Because IO entails Es, so the argument goes, learning Es can tell the prisoner nothing about which
26 The scenario was introduced in John Leslie, Universes (London: Routledge, 1989). and
elaborated in Richard Swinburne, "Arguments from the Fine-Tuning of the Universe," Physical
Cosmology and Philosophy, ed. J. Leslie (New York: MacMillan, 1990) 160-79.
hypothesis to favor. Thus, the prisoner in the grip of a strong OSE cannot reasonably conclude
there was a conspiracy to save his life.
At this point, the tight analogy with the FTA should be clear. The prisoner stands in for us
carbon-based life forms. While the prisoner is attempting to assess whether design or chance is
responsible for his survival, in the FTA we are attempting to infer design in the cosmos. In both
cases, it has been objected that the observer suffers from an OSE that prevents discrimination
between hypotheses. Supporters of the FTA invoke the firing-squad scenario because they think
that our intuition strongly opposes the OSE objection—surely the prisoner can reasonably
conclude that conspiracy is the better hypothesis. By analogy, they claim that we can conclude
that an OSE is not a problem for the FTA.

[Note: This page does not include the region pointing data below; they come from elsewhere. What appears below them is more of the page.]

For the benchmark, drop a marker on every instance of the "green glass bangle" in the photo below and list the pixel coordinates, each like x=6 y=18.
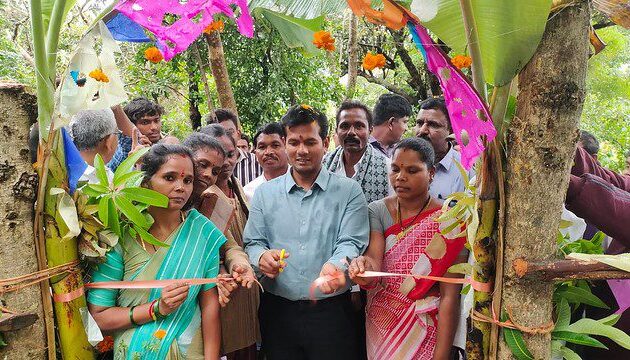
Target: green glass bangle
x=156 y=310
x=133 y=322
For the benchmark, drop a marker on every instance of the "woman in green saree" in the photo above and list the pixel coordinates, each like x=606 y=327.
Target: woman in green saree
x=178 y=321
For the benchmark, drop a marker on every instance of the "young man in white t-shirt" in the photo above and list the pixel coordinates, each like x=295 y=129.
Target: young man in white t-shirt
x=271 y=155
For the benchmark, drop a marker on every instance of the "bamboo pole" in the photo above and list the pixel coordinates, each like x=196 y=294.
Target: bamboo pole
x=204 y=79
x=52 y=36
x=472 y=37
x=352 y=56
x=219 y=71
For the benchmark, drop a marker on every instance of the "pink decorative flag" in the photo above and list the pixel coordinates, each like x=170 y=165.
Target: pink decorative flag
x=177 y=23
x=469 y=115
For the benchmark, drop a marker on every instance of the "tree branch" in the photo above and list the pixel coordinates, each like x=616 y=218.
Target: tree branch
x=561 y=270
x=603 y=24
x=393 y=88
x=416 y=81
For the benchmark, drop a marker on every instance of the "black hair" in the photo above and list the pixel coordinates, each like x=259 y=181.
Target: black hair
x=197 y=140
x=304 y=115
x=391 y=105
x=158 y=155
x=589 y=142
x=141 y=107
x=437 y=103
x=353 y=104
x=221 y=115
x=421 y=146
x=216 y=131
x=270 y=129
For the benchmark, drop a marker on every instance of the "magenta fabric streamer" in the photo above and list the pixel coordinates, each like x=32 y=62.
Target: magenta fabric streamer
x=469 y=115
x=190 y=17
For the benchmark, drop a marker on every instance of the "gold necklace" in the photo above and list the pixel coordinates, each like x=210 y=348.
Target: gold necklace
x=182 y=217
x=402 y=228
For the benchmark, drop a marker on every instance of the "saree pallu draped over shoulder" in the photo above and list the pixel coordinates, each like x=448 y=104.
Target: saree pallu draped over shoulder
x=401 y=320
x=193 y=253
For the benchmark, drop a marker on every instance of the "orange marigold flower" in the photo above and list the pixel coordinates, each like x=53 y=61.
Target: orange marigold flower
x=372 y=61
x=153 y=55
x=99 y=75
x=217 y=25
x=461 y=61
x=323 y=40
x=106 y=345
x=160 y=333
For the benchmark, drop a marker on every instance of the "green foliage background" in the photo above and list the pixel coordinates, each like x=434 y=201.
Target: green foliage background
x=607 y=108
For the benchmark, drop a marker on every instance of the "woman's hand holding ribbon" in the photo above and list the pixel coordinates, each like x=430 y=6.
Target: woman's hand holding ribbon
x=172 y=297
x=359 y=266
x=270 y=262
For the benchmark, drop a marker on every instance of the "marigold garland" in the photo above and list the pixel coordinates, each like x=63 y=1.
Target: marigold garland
x=323 y=40
x=98 y=75
x=461 y=61
x=373 y=61
x=217 y=25
x=160 y=333
x=153 y=55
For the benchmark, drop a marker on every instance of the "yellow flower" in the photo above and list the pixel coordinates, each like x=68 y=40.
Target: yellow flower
x=371 y=61
x=323 y=40
x=461 y=61
x=99 y=75
x=160 y=334
x=153 y=55
x=215 y=26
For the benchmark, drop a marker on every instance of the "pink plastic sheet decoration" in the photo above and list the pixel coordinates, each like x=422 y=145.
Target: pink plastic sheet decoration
x=189 y=19
x=469 y=115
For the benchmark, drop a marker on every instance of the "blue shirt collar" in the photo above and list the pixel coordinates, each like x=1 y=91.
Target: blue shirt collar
x=321 y=181
x=447 y=161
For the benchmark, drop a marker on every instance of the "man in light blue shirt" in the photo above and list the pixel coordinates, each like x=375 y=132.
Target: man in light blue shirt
x=319 y=219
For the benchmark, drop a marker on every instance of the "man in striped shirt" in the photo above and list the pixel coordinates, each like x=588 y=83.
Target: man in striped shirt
x=247 y=168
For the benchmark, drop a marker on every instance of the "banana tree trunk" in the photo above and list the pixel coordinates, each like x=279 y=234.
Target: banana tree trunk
x=17 y=196
x=541 y=145
x=219 y=71
x=52 y=173
x=72 y=337
x=352 y=56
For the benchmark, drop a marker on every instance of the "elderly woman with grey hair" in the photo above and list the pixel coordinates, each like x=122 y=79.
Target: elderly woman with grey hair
x=94 y=132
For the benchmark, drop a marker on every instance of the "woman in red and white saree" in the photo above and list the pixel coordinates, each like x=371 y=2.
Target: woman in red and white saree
x=402 y=313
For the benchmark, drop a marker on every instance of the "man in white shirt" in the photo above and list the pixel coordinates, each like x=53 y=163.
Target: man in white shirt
x=355 y=157
x=434 y=125
x=247 y=168
x=95 y=132
x=270 y=153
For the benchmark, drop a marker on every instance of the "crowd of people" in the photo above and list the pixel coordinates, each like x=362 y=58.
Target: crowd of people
x=300 y=212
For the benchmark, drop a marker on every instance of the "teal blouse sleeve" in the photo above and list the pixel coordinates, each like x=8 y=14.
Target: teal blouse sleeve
x=112 y=269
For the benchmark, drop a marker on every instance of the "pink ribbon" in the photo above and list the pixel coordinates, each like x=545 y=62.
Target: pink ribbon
x=144 y=284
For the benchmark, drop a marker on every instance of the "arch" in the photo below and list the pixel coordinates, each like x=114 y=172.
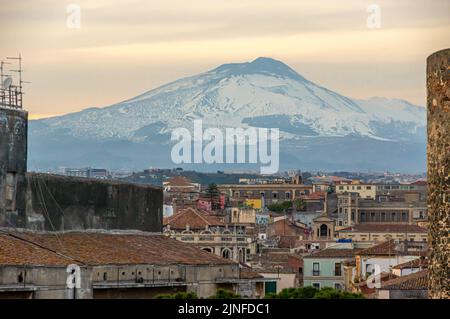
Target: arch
x=227 y=253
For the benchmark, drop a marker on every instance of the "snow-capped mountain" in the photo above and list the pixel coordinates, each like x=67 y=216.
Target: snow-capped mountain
x=262 y=93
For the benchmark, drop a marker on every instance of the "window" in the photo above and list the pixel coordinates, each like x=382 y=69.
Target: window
x=316 y=269
x=10 y=191
x=337 y=269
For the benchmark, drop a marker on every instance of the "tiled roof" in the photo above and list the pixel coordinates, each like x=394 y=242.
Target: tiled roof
x=384 y=228
x=195 y=218
x=420 y=183
x=247 y=273
x=385 y=248
x=105 y=248
x=391 y=248
x=416 y=281
x=385 y=276
x=314 y=196
x=416 y=263
x=178 y=181
x=334 y=253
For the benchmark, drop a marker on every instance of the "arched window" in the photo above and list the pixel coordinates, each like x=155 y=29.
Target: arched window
x=226 y=253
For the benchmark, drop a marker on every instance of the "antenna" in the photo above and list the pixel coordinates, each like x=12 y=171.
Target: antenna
x=10 y=94
x=7 y=83
x=19 y=58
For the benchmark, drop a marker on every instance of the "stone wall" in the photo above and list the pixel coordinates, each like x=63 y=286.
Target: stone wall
x=67 y=203
x=13 y=163
x=438 y=103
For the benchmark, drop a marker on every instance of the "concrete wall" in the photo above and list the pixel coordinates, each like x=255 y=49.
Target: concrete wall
x=13 y=164
x=49 y=282
x=438 y=104
x=68 y=203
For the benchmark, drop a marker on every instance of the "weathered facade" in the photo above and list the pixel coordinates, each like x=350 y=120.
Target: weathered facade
x=68 y=203
x=13 y=163
x=438 y=103
x=111 y=265
x=48 y=202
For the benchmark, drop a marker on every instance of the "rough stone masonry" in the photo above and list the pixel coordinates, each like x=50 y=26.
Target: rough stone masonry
x=438 y=103
x=48 y=202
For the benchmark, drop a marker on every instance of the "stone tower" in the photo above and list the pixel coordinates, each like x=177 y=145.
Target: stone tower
x=13 y=164
x=438 y=104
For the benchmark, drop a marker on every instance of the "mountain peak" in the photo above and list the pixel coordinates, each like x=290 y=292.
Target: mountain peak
x=261 y=65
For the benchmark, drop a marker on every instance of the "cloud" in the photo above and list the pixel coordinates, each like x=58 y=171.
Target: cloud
x=152 y=42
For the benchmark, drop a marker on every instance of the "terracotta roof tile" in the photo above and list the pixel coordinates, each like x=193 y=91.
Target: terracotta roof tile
x=385 y=248
x=334 y=253
x=196 y=219
x=179 y=181
x=105 y=248
x=416 y=263
x=415 y=281
x=381 y=228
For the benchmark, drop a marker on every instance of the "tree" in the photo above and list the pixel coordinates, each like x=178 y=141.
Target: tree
x=178 y=295
x=313 y=293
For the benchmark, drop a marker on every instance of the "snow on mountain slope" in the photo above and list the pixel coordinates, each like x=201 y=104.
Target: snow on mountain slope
x=244 y=94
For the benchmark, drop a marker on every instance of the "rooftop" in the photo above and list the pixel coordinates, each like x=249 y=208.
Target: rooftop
x=99 y=248
x=416 y=263
x=179 y=181
x=385 y=228
x=416 y=281
x=334 y=253
x=195 y=218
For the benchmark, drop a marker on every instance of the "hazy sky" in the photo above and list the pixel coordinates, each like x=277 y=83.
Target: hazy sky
x=126 y=47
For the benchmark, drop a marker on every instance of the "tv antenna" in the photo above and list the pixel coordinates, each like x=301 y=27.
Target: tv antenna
x=10 y=94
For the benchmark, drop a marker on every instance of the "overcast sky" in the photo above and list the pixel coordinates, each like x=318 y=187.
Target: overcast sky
x=126 y=47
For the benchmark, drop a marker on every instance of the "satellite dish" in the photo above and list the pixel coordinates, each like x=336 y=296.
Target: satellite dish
x=7 y=83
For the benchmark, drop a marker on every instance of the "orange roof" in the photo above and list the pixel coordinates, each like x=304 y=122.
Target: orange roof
x=385 y=228
x=385 y=248
x=195 y=218
x=416 y=263
x=101 y=248
x=415 y=281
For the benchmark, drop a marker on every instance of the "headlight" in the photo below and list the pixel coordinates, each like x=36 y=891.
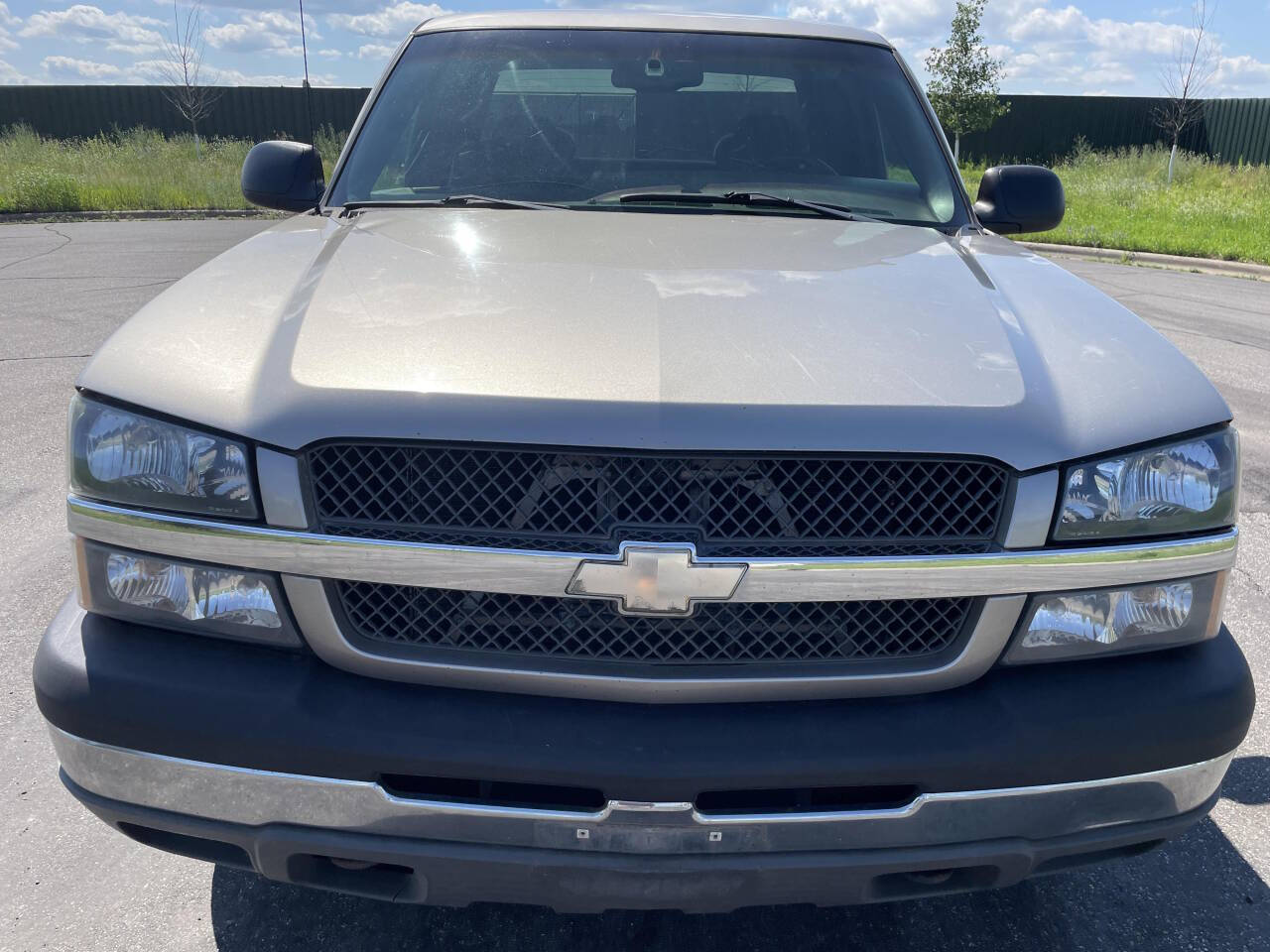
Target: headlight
x=1110 y=621
x=204 y=599
x=1182 y=486
x=125 y=457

In both cases, ALL tells us that the role of the OSE has been misinterpreted. It is true that, in the
context of knowing that it was himself who made the observation, the prisoner learns nothing
further by noting that he is alive. Likewise, it is the case that, knowing that all physics is done by
carbon-based life forms, we learn nothing further by discovering that the constants of physical
law are just right to sustain carbon-based life. Nonetheless, the aggregate information might still
favor one hypothesis over the other. In the firing-squad scenario, it is eminently plausible that
𝑃(𝐸𝑠, 𝐼𝑂|𝐻𝑐𝑜𝑛) ≫ 𝑃(𝐸𝑠, 𝐼𝑂|𝐻𝑚𝑖𝑠𝑠). In the case of fine-tuning, it may be that 𝑃(𝐸, 𝐼|𝐻𝐷) >
𝑃(𝐸, 𝐼|𝐻𝐶). This will be the case if 𝑃(𝐼|𝐻𝐷) > 𝑃(𝐼|𝐻𝐶). I certainly do not wish to argue that this
is in fact the case—there seem to be insurmountable difficulties in providing a well-defined
measure corresponding to 𝑃(𝐼|𝐻𝐷).27 My point is just that, when one distinguishes between
contextual and total support, the presence of an OSE does not prove fatal to design arguments in
either the firing-squad or FTA case.
VII. CONCLUSION
Insofar as one is inclined to accept LL as a framework for inference, no modification is
necessary in order to deal with background information—unpacking LL leads to ALL. The
interpretive key is the discrimination of two questions, one concerning the immediate support
provided by a piece of evidence in context and one concerning the overall support provided by
the total set of evidence. Looked at in this way, it becomes clear that objections based on
observer bias are not necessarily fatal to the FTA. It is true that we, as carbon-based life-forms,
cannot use the fact that some physical constants are just right for the existence of carbon-based
life to discriminate between design hypotheses and their rivals. However, it may be the case that
the aggregate evidence (including the fact of our existence) might permit such discrimination.
Whether this is the case must be settled on other grounds.
27 It is not clear that the question of fine-tuning is even well-posed. There is reason to reject the
strong metaphysical assumptions necessary to make the possibility of different ‘constants’ in the
laws of nature meaningful or to entertain the existence of processes—whether physical or
divine—that determined those constants in the past.